El aire cambió en el perímetro del zoo, pues olía a cacahuetes y animales. Y se había formado una cola ante la entrada. Lacey compró las entradas, contando las monedas hasta el último centavo, después tomó la mano de Amy y la guió a través del torniquete. La niña cargaba con su mochila, con Peter Rabbit dentro. No bien Lacey le hubo insinuado que podía quedarse en el convento, el destello que se había formado en los ojos de la niña le había hecho darse cuenta de que se trataba de algo innegociable. Amy no pensaba abandonar la mochila de ninguna manera.

—¿Qué quieres ver? —preguntó.

A unos seis metros de la entrada había un quiosco con un plano grande, distribuido en bloques de colores para cada hábitat y especie. Una pareja blanca lo estaba examinando, el hombre con una cámara que colgaba de un cordón alrededor del cuello, la mujer empujando un cochecito de niño arriba y abajo. El bebé, sepultado bajo una montaña de tela rosa, estaba dormido. La mujer miró a Lacey, y la contempló un momento con suspicacia. ¿Qué estaba haciendo una monja negra con una niña blanca? Pero después forzó una sonrisa (una sonrisa de disculpa, de retractación), y la pareja se alejó del sendero.

Amy estudió el plano. Lacey ignoraba si sabía leer, pero había fotos al lado de las palabras.

—No sé —dijo—. ¿Osos?

—¿De qué tipo?

La niña pensó un momento, mientras miraba las imágenes.

—Osos polares —Sus ojos brillaron de impaciencia cuando habló. La idea del zoo, de ver animales, era algo que ambas compartían. Era tal como Lacey había esperado. Mientras estaban paradas, más gente había entrado. De pronto, el zoo bullía de visitantes—. Y cebras, elefantes y monos.

—Maravilloso —dijo Lacey, y sonrió—. Los veremos todos.

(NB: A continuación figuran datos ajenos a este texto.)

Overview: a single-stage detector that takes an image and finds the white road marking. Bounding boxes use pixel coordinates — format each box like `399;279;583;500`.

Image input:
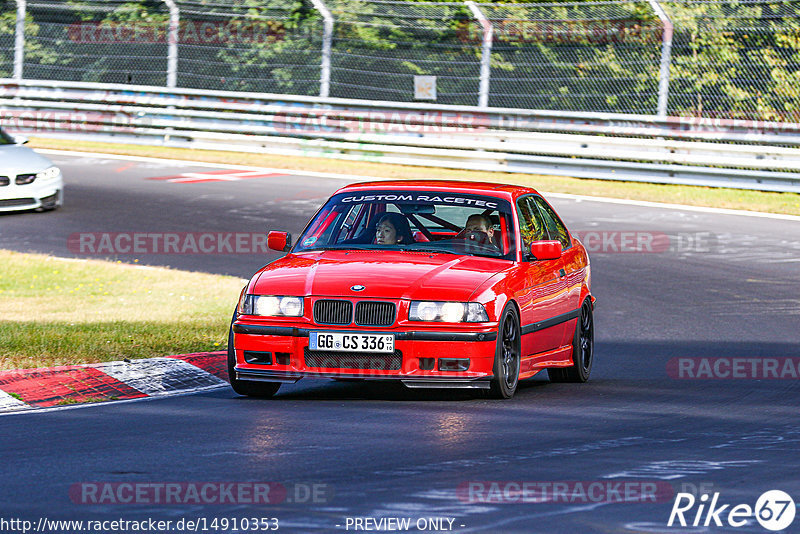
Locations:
96;358;227;396
0;390;31;410
0;382;230;417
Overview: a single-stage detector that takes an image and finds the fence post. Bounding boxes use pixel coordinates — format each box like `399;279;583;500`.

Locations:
311;0;333;98
14;0;27;80
164;0;181;87
648;0;674;118
465;0;494;108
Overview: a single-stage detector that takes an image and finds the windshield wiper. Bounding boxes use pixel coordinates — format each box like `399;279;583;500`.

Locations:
400;247;458;254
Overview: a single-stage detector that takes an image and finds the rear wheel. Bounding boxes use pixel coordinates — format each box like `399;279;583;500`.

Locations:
547;298;594;382
228;313;281;397
489;304;522;399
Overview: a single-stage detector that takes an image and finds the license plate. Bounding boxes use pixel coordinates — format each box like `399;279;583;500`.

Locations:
308;332;394;353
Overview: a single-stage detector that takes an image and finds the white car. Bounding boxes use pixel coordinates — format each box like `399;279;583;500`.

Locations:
0;129;64;211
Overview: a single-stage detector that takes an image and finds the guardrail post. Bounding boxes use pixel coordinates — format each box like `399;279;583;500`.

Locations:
311;0;333;98
648;0;674;118
14;0;27;80
465;0;494;108
164;0;181;87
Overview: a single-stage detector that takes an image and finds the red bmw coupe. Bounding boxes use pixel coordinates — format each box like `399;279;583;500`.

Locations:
228;181;595;398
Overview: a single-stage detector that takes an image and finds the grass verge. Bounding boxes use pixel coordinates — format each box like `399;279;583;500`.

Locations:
30;138;800;215
0;250;244;369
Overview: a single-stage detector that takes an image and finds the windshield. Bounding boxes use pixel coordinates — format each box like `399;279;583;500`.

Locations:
293;190;515;259
0;128;14;145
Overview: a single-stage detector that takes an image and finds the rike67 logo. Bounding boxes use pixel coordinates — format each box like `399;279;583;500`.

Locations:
667;490;796;531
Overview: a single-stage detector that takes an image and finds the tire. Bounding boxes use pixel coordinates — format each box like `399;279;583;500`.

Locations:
489;304;522;399
228;313;281;397
547;298;594;383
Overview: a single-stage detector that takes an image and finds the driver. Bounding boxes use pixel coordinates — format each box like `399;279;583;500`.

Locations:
464;213;494;244
375;212;414;245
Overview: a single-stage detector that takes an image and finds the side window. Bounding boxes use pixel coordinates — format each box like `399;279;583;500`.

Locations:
330;204;365;243
536;197;572;250
517;197;547;256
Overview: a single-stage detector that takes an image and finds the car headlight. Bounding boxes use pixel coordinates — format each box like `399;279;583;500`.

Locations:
239;295;303;317
408;300;489;323
36;165;61;180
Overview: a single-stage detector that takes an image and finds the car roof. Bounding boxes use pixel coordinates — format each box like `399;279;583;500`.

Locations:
336;180;537;203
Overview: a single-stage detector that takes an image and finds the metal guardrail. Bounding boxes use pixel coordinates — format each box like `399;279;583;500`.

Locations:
0;79;800;192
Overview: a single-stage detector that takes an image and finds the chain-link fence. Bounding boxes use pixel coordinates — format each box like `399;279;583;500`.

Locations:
0;0;17;78
664;0;800;122
23;0;169;85
331;0;481;105
176;0;323;95
0;0;800;122
473;0;663;113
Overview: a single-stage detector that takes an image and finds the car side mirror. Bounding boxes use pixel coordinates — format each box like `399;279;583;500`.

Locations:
267;231;292;252
531;241;561;260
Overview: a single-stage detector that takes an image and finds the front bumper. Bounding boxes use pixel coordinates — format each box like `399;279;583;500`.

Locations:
228;320;497;389
0;174;64;211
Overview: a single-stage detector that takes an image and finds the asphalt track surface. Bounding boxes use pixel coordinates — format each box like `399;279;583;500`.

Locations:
0;156;800;533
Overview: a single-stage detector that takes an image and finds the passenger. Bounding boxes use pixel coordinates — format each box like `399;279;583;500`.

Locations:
375;213;414;245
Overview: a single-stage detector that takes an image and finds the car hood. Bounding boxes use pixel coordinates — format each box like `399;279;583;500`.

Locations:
0;145;53;174
249;250;509;301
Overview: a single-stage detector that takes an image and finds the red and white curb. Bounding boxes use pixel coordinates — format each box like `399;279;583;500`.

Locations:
0;351;228;412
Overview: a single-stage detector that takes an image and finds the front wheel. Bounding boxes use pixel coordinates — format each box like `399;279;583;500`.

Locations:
228;313;281;397
547;298;594;382
489;304;522;399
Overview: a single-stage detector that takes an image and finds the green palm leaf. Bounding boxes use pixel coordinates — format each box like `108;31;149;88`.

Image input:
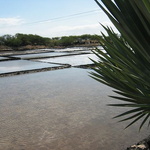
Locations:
90;0;150;129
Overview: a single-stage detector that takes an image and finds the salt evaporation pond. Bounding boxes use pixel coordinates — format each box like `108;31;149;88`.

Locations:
37;54;97;66
13;52;68;59
0;68;149;150
0;57;10;61
0;60;60;74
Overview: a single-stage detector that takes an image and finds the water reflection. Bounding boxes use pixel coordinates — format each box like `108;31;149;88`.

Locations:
0;60;60;73
0;68;148;150
38;54;97;66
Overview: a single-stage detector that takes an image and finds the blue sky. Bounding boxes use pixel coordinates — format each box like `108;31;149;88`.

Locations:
0;0;116;37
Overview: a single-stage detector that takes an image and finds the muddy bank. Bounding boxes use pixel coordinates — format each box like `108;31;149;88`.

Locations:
126;136;150;150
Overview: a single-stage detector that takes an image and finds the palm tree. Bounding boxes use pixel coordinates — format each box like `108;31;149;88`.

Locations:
90;0;150;129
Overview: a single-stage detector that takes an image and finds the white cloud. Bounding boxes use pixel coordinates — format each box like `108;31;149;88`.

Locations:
0;17;24;27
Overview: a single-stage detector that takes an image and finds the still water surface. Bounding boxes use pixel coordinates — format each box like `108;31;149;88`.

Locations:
0;68;149;150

En un quiosco compraron una bolsa de cacahuetes, y después entraron en el zoo, una zona abundante en sonidos y olores. Cuando se acercaron al recinto del oso polar oyeron risas y chapoteos, y gritos de terror fingido, una mezcla de voces jóvenes y viejas. Amy, que iba cogida de la mano de Lacey, se soltó de repente y corrió hacia adelante.

Lacey se abrió paso entre la gente que se congregaba ante el recinto de los osos. Encontró a Amy parada con la cara a escasos centímetros del cristal que facilitaba una vista submarina del hábitat del oso, una visión curiosa en un lugar caluroso como Memphis, con rocas pintadas para semejar témpanos de hielo y una profunda charca de azul ártico. Tres osos estaban disfrutando del sol, estirados como gigantescos troncos junto al fuego. Un cuarto oso estaba chapoteando en el agua. Mientras Amy y Lacey miraban, nadó directamente hacia ellas, sumergido por completo, y apretó el hocico contra el cristal. La gente que las rodeaba lanzó una exclamación ahogada. Una oleada de agradable terror recorrió la espina dorsal de Lacey, hasta llegar a los pies y las yemas de los dedos. Amy tocó el cristal, a escasos centímetros de la cara del oso. El animal abrió la boca y exhibió su lengua sonrosada.

—Cuidado —advirtió una voz de hombre detrás de ellas—. Son muy cucos, pero para ellos no eres más que comida, jovencita.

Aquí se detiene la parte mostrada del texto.